Sixteen. Why do we think at that age we are the bee’s-knees? The photos I now see of myself remind that I just wasn’t cool at all, but the yellow peril was now mine. Leather jacket, flared trousers, long hair down to my shoulders, bum-fluff ‘tasche and a white full face crash helmet. All 6’2” of me, atop and astride that Yellow Peril. What on earth did I look like?

My dad took me to the local secondary school car park one evening to practice before he would let me loose on the road, but with all my experience, it wasn’t needed. Like a duck to water, off I went. That bike travelled miles. Most of it flat out. I know, it wasn’t a ‘Fizzy’ or an AP50, nor even an SS50 from the stables of the famous three, but it was mine and I loved it. Three gears, on a twist grip on the left handle bar. It wasn’t quite as quick as my mate’s bikes, but it would do 40mph and was quick enough and it was certainly different.

I was one of the younger kids in my year so the novelty for them riding to school had already passed by the time I was old enough to take my bike in. But for me it was a proud moment. Riding my gleaming yellow bike into school, at lunchtime, with everyone in the playground, watching, admiring, throwing envious glances and jealous comments. Then, it had to happen. I somehow managed to fall off at 2 mph as I turned into the parking area! No damage to the bike but HUGE dent in my pride.

That first year of riding went so fast.
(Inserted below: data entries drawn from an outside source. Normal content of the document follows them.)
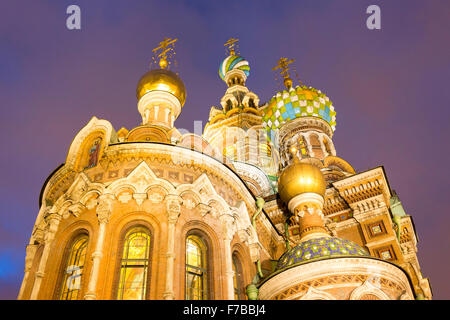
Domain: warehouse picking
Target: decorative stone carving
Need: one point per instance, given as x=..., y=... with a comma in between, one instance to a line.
x=140, y=197
x=370, y=287
x=317, y=294
x=104, y=208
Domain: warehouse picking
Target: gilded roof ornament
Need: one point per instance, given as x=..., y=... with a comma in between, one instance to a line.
x=232, y=46
x=283, y=65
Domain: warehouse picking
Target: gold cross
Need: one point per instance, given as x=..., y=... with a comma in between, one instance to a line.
x=231, y=45
x=283, y=64
x=166, y=46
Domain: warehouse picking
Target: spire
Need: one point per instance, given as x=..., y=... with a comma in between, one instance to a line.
x=164, y=52
x=160, y=92
x=283, y=65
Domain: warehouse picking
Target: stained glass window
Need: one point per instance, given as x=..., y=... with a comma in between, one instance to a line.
x=74, y=268
x=237, y=279
x=196, y=273
x=134, y=265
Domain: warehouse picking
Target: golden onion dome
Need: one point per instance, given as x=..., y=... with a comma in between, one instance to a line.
x=162, y=80
x=298, y=178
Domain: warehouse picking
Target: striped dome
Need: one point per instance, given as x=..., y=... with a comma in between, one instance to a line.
x=233, y=62
x=318, y=249
x=295, y=103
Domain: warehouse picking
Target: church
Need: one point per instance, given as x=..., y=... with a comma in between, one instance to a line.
x=259, y=206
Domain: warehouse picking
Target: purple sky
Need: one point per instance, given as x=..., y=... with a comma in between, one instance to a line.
x=389, y=88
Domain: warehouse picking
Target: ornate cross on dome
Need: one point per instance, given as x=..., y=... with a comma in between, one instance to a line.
x=166, y=48
x=232, y=46
x=283, y=65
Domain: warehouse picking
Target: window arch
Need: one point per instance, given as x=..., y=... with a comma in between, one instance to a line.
x=237, y=278
x=74, y=269
x=196, y=268
x=134, y=265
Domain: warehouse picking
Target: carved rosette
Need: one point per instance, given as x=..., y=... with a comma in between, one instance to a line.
x=173, y=206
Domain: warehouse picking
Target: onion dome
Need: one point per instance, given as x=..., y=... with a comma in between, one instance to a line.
x=298, y=178
x=233, y=62
x=319, y=249
x=161, y=80
x=297, y=102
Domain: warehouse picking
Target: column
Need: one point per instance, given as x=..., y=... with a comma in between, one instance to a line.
x=31, y=252
x=53, y=220
x=307, y=210
x=173, y=212
x=228, y=233
x=104, y=209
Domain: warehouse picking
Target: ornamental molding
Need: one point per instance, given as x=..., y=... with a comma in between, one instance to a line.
x=254, y=173
x=350, y=271
x=316, y=294
x=93, y=125
x=304, y=123
x=371, y=286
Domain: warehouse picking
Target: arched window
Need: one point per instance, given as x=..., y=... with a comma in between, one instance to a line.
x=134, y=265
x=237, y=278
x=74, y=269
x=196, y=272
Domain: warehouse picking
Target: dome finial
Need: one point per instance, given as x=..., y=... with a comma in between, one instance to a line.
x=166, y=48
x=234, y=69
x=283, y=65
x=232, y=46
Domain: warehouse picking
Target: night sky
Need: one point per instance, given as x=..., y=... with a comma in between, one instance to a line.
x=389, y=88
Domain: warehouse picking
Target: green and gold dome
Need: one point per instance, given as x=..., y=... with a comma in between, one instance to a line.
x=296, y=102
x=319, y=249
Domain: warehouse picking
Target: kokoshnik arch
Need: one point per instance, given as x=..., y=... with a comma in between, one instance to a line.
x=258, y=207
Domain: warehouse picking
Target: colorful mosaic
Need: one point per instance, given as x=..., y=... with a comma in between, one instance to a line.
x=298, y=102
x=319, y=248
x=233, y=62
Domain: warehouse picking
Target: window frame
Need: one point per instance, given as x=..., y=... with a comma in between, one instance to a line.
x=120, y=251
x=63, y=275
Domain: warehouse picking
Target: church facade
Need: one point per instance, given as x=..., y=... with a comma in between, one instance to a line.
x=257, y=207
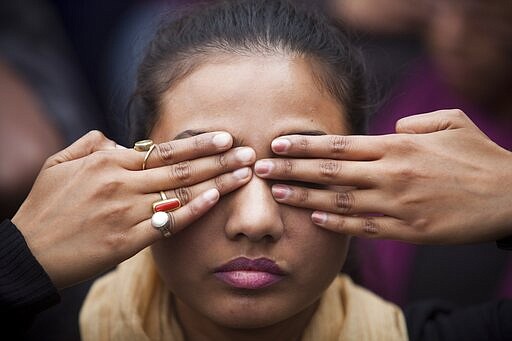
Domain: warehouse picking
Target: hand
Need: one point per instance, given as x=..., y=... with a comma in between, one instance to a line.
x=91, y=205
x=438, y=180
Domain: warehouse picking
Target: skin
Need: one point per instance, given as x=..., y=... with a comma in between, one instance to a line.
x=252, y=105
x=439, y=180
x=90, y=207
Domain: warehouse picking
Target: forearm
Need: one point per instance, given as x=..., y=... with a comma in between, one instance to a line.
x=25, y=288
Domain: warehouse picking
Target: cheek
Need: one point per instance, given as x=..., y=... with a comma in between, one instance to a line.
x=184, y=257
x=320, y=252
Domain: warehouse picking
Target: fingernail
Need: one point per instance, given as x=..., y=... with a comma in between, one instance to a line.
x=222, y=140
x=245, y=154
x=241, y=173
x=319, y=218
x=281, y=191
x=211, y=195
x=281, y=145
x=263, y=167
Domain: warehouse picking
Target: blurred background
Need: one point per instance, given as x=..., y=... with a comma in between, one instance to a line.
x=67, y=67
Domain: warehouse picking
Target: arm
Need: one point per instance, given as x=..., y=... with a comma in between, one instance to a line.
x=439, y=180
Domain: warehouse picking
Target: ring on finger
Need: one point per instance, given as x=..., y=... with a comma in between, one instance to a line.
x=143, y=145
x=162, y=222
x=146, y=157
x=166, y=205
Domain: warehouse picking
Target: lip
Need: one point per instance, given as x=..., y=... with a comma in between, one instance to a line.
x=245, y=273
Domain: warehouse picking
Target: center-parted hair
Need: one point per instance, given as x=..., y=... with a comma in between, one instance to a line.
x=249, y=27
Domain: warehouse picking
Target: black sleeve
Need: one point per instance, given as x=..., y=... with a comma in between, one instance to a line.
x=436, y=320
x=25, y=287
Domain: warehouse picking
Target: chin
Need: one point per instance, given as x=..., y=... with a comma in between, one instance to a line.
x=249, y=314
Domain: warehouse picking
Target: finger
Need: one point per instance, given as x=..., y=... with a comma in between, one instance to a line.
x=330, y=146
x=225, y=183
x=378, y=227
x=340, y=202
x=434, y=121
x=190, y=148
x=319, y=171
x=142, y=206
x=187, y=173
x=89, y=143
x=145, y=234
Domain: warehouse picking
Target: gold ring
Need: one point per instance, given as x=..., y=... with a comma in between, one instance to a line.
x=143, y=145
x=162, y=195
x=147, y=156
x=163, y=222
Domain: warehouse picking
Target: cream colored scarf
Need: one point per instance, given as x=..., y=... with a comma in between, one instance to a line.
x=131, y=303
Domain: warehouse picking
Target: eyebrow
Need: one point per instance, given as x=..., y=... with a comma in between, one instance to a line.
x=238, y=142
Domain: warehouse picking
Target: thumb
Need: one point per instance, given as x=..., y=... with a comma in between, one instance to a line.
x=89, y=143
x=434, y=121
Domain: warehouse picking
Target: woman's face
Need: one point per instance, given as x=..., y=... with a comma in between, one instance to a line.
x=206, y=265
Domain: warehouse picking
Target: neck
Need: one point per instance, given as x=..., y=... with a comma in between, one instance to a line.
x=198, y=327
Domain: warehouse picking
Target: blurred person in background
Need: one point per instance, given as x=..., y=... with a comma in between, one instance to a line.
x=45, y=102
x=467, y=64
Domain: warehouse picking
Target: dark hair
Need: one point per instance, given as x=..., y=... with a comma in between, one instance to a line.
x=248, y=27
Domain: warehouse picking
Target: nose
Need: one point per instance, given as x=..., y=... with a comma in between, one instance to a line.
x=255, y=214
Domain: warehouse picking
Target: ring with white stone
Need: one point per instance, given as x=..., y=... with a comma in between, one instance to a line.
x=162, y=222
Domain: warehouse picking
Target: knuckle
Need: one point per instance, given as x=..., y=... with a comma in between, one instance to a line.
x=303, y=195
x=98, y=160
x=182, y=171
x=172, y=223
x=338, y=144
x=184, y=194
x=339, y=224
x=287, y=166
x=194, y=209
x=96, y=135
x=222, y=162
x=200, y=142
x=303, y=144
x=343, y=202
x=329, y=168
x=220, y=183
x=370, y=226
x=166, y=152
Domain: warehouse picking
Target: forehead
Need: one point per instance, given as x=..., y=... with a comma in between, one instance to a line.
x=255, y=98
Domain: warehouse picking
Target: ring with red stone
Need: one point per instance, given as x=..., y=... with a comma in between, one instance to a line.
x=146, y=157
x=162, y=222
x=167, y=205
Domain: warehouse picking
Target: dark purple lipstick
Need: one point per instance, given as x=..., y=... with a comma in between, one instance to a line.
x=245, y=273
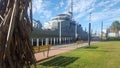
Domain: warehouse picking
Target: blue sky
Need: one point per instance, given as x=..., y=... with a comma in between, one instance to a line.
x=102, y=10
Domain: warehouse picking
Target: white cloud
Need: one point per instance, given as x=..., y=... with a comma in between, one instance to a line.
x=39, y=7
x=61, y=4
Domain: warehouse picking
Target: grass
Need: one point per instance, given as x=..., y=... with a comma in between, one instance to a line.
x=99, y=55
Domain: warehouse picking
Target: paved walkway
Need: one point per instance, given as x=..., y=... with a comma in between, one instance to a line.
x=58, y=49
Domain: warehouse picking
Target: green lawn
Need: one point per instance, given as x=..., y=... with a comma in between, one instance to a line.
x=99, y=55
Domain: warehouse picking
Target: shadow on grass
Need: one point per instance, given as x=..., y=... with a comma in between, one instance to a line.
x=60, y=61
x=91, y=47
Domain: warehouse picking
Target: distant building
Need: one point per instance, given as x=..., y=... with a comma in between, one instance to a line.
x=68, y=26
x=37, y=24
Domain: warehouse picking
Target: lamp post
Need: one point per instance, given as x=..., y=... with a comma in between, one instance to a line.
x=89, y=34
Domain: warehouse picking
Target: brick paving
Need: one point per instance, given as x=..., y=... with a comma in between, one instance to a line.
x=57, y=49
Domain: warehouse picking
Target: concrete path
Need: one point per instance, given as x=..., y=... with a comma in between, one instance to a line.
x=58, y=49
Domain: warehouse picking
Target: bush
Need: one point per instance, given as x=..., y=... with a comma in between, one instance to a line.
x=113, y=39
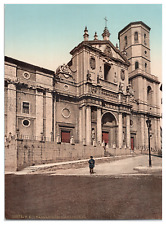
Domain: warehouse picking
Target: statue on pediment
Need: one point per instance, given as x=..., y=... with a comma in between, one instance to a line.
x=108, y=51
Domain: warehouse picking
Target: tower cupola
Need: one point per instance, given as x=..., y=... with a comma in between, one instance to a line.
x=86, y=35
x=95, y=36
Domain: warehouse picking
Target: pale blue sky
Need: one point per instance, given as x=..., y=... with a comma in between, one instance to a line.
x=45, y=34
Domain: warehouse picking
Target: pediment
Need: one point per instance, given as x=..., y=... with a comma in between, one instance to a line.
x=109, y=50
x=64, y=72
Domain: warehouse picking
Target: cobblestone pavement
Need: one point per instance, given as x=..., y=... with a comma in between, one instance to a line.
x=116, y=191
x=130, y=165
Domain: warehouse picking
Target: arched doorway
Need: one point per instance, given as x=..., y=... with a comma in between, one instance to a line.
x=109, y=129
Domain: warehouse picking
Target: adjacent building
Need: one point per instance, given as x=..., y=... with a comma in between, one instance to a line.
x=101, y=97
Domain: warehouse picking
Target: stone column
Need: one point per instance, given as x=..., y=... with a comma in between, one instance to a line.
x=142, y=132
x=88, y=125
x=48, y=115
x=128, y=131
x=84, y=125
x=158, y=135
x=11, y=110
x=120, y=126
x=80, y=125
x=39, y=114
x=146, y=133
x=99, y=128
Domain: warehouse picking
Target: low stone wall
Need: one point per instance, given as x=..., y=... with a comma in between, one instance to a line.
x=36, y=152
x=22, y=153
x=10, y=155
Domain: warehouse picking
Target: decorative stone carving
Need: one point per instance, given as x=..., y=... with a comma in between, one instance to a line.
x=89, y=76
x=129, y=90
x=108, y=51
x=65, y=70
x=122, y=75
x=92, y=63
x=72, y=140
x=121, y=87
x=66, y=113
x=58, y=140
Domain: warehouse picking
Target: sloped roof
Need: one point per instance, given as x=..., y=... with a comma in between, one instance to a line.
x=90, y=44
x=133, y=23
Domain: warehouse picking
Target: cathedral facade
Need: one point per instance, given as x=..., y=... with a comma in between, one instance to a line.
x=102, y=97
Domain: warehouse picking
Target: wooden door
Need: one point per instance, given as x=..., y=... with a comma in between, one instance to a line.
x=132, y=143
x=105, y=137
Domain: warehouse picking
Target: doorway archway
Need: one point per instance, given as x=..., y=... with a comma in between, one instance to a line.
x=109, y=129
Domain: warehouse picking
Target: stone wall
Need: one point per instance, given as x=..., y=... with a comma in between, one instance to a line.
x=36, y=152
x=10, y=155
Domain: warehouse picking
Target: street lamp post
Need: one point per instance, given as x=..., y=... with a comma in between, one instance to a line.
x=148, y=122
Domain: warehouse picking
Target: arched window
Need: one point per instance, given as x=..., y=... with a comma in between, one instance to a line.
x=149, y=95
x=125, y=40
x=136, y=65
x=136, y=37
x=145, y=39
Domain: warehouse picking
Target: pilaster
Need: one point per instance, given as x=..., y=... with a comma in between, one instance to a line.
x=39, y=113
x=48, y=115
x=99, y=128
x=128, y=131
x=88, y=125
x=11, y=110
x=120, y=128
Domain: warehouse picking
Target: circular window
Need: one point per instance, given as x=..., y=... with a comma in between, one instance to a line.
x=92, y=63
x=122, y=74
x=26, y=123
x=26, y=75
x=66, y=113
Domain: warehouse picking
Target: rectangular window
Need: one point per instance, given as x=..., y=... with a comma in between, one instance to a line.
x=25, y=107
x=106, y=71
x=65, y=136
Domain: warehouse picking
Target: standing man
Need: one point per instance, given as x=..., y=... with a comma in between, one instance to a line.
x=91, y=164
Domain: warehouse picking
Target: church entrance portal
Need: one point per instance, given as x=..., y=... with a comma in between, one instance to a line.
x=109, y=129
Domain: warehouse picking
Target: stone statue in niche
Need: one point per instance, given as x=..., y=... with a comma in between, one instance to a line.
x=121, y=87
x=107, y=51
x=93, y=134
x=129, y=90
x=115, y=78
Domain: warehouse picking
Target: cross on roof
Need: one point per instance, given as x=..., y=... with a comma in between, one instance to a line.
x=105, y=21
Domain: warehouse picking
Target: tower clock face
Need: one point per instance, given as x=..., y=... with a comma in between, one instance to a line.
x=92, y=63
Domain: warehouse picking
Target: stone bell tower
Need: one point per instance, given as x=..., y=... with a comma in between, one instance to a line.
x=134, y=39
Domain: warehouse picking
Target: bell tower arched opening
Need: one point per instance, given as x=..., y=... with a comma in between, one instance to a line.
x=109, y=129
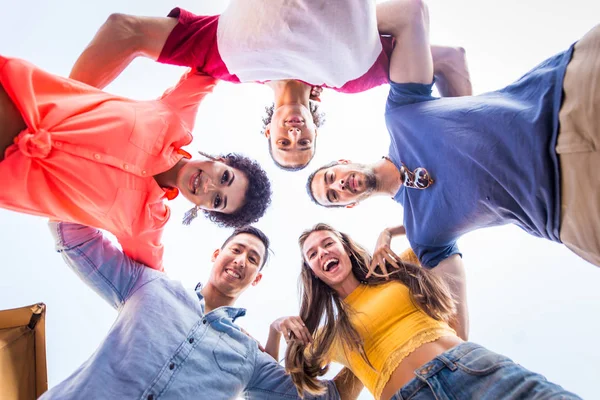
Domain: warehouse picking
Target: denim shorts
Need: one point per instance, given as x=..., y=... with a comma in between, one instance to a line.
x=470, y=371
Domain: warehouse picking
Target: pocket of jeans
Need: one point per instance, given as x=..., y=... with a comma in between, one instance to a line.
x=229, y=354
x=481, y=361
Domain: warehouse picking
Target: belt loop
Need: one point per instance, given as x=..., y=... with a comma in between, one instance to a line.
x=450, y=364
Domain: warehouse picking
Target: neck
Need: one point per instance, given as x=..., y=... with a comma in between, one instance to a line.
x=347, y=286
x=213, y=298
x=388, y=177
x=169, y=177
x=290, y=92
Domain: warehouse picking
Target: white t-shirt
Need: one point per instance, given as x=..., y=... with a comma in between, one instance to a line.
x=321, y=42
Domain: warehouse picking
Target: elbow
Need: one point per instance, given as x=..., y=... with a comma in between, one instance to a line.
x=126, y=29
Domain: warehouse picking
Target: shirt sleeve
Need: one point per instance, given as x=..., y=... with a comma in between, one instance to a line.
x=145, y=248
x=97, y=262
x=270, y=382
x=402, y=94
x=185, y=97
x=431, y=256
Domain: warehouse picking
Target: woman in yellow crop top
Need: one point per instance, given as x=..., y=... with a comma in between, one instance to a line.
x=393, y=335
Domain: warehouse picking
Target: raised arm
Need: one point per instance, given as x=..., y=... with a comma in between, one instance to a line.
x=118, y=41
x=98, y=263
x=408, y=22
x=451, y=71
x=452, y=271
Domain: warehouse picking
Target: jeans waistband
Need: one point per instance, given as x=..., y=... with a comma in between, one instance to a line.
x=444, y=360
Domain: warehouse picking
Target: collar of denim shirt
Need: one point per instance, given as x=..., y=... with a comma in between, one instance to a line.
x=220, y=312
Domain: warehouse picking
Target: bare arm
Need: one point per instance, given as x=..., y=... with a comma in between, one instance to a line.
x=451, y=71
x=348, y=385
x=118, y=41
x=408, y=22
x=452, y=271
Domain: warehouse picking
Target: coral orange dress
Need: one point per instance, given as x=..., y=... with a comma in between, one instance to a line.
x=89, y=157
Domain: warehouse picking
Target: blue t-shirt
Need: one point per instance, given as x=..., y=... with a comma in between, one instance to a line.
x=491, y=157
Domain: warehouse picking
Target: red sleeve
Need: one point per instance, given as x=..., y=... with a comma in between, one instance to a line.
x=193, y=43
x=378, y=74
x=185, y=97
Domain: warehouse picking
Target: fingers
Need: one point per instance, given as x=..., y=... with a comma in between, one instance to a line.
x=293, y=329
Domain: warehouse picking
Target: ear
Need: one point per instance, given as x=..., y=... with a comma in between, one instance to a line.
x=257, y=279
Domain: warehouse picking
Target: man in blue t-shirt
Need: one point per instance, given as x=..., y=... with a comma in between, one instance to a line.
x=464, y=163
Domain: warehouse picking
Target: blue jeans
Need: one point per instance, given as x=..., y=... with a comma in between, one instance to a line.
x=469, y=371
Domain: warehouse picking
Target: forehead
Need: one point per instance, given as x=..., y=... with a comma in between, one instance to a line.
x=251, y=242
x=315, y=238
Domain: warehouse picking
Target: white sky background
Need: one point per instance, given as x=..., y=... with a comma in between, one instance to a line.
x=530, y=299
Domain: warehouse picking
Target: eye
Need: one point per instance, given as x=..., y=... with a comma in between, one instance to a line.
x=225, y=178
x=217, y=201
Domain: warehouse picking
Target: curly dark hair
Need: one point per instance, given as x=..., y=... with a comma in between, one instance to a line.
x=318, y=119
x=311, y=177
x=258, y=195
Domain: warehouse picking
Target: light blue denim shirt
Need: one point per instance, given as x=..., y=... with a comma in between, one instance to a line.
x=162, y=345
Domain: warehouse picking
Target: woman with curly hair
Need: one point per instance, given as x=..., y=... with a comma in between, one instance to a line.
x=71, y=152
x=392, y=332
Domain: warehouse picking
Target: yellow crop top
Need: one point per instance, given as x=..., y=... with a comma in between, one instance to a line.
x=391, y=326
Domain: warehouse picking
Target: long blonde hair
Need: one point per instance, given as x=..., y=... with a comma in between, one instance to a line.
x=321, y=307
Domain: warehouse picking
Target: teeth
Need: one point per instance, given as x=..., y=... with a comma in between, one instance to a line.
x=232, y=273
x=329, y=263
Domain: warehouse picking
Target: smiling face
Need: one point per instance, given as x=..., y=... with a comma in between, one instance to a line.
x=237, y=265
x=213, y=185
x=292, y=134
x=343, y=184
x=326, y=256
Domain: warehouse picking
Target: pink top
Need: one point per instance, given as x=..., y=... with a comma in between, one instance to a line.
x=346, y=60
x=89, y=157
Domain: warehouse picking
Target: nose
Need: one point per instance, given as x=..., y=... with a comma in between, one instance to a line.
x=240, y=261
x=339, y=185
x=294, y=131
x=208, y=186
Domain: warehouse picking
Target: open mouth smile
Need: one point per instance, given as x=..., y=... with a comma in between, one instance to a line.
x=331, y=265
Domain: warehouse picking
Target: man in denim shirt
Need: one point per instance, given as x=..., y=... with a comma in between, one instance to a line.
x=169, y=342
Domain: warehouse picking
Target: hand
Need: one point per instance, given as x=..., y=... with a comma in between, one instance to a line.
x=315, y=93
x=260, y=347
x=292, y=329
x=383, y=253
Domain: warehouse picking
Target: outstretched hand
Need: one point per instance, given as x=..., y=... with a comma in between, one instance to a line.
x=315, y=93
x=292, y=329
x=383, y=254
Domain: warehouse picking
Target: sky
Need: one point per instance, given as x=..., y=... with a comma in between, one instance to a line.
x=530, y=299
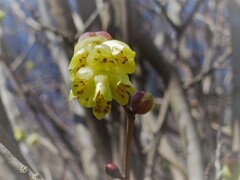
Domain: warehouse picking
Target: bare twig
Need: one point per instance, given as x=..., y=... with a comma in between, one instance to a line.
x=206, y=72
x=15, y=163
x=91, y=19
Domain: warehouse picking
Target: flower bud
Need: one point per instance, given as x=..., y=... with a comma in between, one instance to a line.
x=141, y=102
x=102, y=34
x=113, y=171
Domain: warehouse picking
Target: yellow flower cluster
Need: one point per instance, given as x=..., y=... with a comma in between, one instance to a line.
x=99, y=72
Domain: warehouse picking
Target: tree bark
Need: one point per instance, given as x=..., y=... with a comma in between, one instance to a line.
x=234, y=19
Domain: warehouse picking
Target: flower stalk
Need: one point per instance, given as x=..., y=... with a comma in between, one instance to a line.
x=128, y=142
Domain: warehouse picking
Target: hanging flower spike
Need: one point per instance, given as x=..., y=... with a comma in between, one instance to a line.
x=124, y=56
x=99, y=72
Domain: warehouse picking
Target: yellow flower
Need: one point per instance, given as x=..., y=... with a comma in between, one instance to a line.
x=99, y=72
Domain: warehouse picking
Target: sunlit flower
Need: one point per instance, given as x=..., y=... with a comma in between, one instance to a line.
x=99, y=72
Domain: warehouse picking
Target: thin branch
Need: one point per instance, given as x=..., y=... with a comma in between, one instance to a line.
x=190, y=17
x=217, y=64
x=164, y=12
x=91, y=19
x=16, y=164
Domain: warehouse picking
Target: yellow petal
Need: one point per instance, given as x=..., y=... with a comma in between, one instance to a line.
x=88, y=43
x=78, y=61
x=103, y=96
x=101, y=107
x=101, y=57
x=83, y=86
x=121, y=87
x=123, y=55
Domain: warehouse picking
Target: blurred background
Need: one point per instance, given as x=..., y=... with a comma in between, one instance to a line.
x=187, y=57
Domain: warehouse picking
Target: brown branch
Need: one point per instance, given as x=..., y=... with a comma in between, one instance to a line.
x=190, y=17
x=16, y=164
x=164, y=12
x=91, y=19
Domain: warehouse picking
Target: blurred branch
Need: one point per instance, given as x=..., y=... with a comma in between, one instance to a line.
x=234, y=13
x=216, y=65
x=91, y=19
x=190, y=17
x=177, y=102
x=38, y=26
x=15, y=163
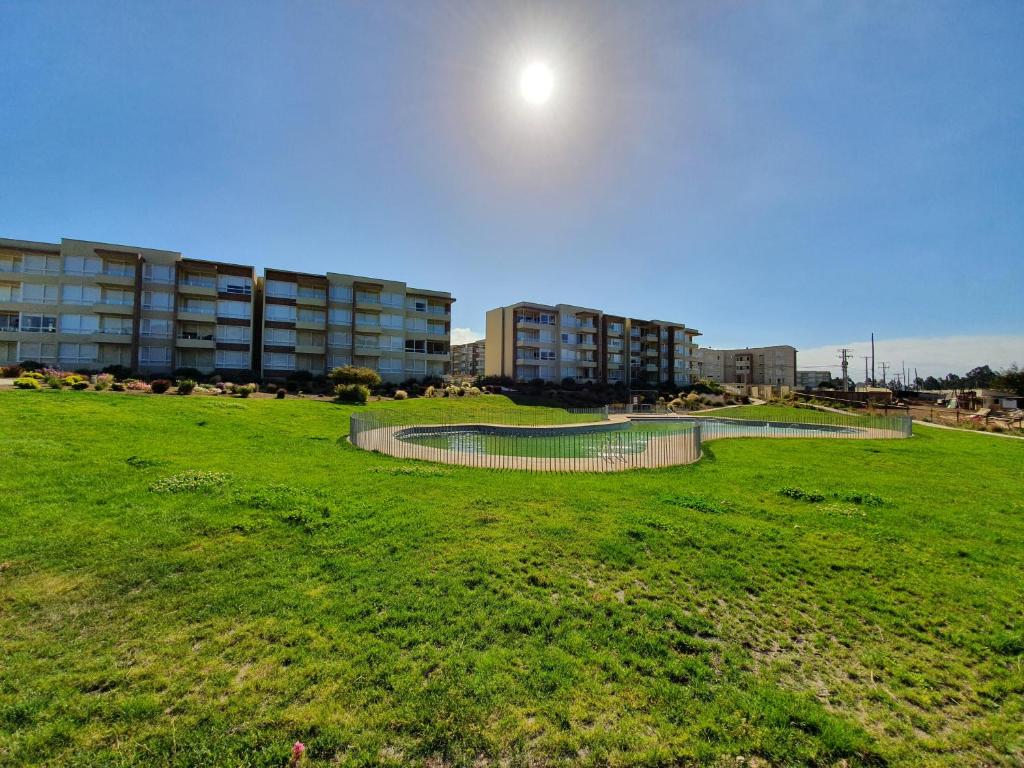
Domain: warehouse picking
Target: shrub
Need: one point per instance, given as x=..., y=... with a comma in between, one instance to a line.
x=118, y=372
x=352, y=375
x=357, y=393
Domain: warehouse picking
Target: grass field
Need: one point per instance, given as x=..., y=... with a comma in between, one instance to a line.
x=204, y=581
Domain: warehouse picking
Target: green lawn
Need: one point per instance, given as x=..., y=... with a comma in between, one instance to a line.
x=204, y=581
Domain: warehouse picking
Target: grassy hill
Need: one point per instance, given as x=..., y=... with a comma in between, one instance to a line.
x=204, y=581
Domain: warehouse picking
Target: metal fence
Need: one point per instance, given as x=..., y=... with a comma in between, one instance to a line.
x=516, y=441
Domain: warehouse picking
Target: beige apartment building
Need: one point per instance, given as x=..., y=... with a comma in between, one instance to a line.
x=775, y=366
x=469, y=359
x=552, y=342
x=80, y=304
x=315, y=323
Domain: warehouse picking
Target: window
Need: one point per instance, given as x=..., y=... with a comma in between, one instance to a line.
x=114, y=296
x=280, y=337
x=10, y=263
x=115, y=326
x=154, y=356
x=281, y=312
x=241, y=309
x=83, y=265
x=340, y=316
x=156, y=328
x=79, y=294
x=79, y=324
x=341, y=293
x=39, y=324
x=233, y=334
x=233, y=284
x=77, y=352
x=159, y=300
x=392, y=343
x=196, y=331
x=33, y=293
x=281, y=290
x=37, y=350
x=235, y=358
x=35, y=263
x=163, y=273
x=280, y=360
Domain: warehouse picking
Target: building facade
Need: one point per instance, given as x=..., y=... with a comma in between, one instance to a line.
x=527, y=341
x=811, y=379
x=775, y=366
x=469, y=359
x=315, y=323
x=80, y=304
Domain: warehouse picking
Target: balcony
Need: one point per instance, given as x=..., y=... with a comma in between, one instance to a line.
x=196, y=286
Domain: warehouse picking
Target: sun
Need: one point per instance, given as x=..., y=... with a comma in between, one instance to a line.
x=537, y=82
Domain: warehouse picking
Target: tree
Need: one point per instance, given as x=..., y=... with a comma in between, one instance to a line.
x=352, y=375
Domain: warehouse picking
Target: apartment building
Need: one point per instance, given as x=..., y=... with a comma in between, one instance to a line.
x=81, y=304
x=775, y=365
x=315, y=323
x=528, y=341
x=468, y=359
I would ride for fun, ride to college, ride to work. Every opportunity I was out on my bike. For what it was, the Puch was quite reliable. My mates were replacing pistons and rings and whatever else, while mine just kept going. Only minor problems ever stopped me riding it and I made it my goal to ride to a high standard, which I took pleasure in doing. While my mates would fall and slide, after my initial embarrassment in the school car park I got better and better and enjoyed the experience.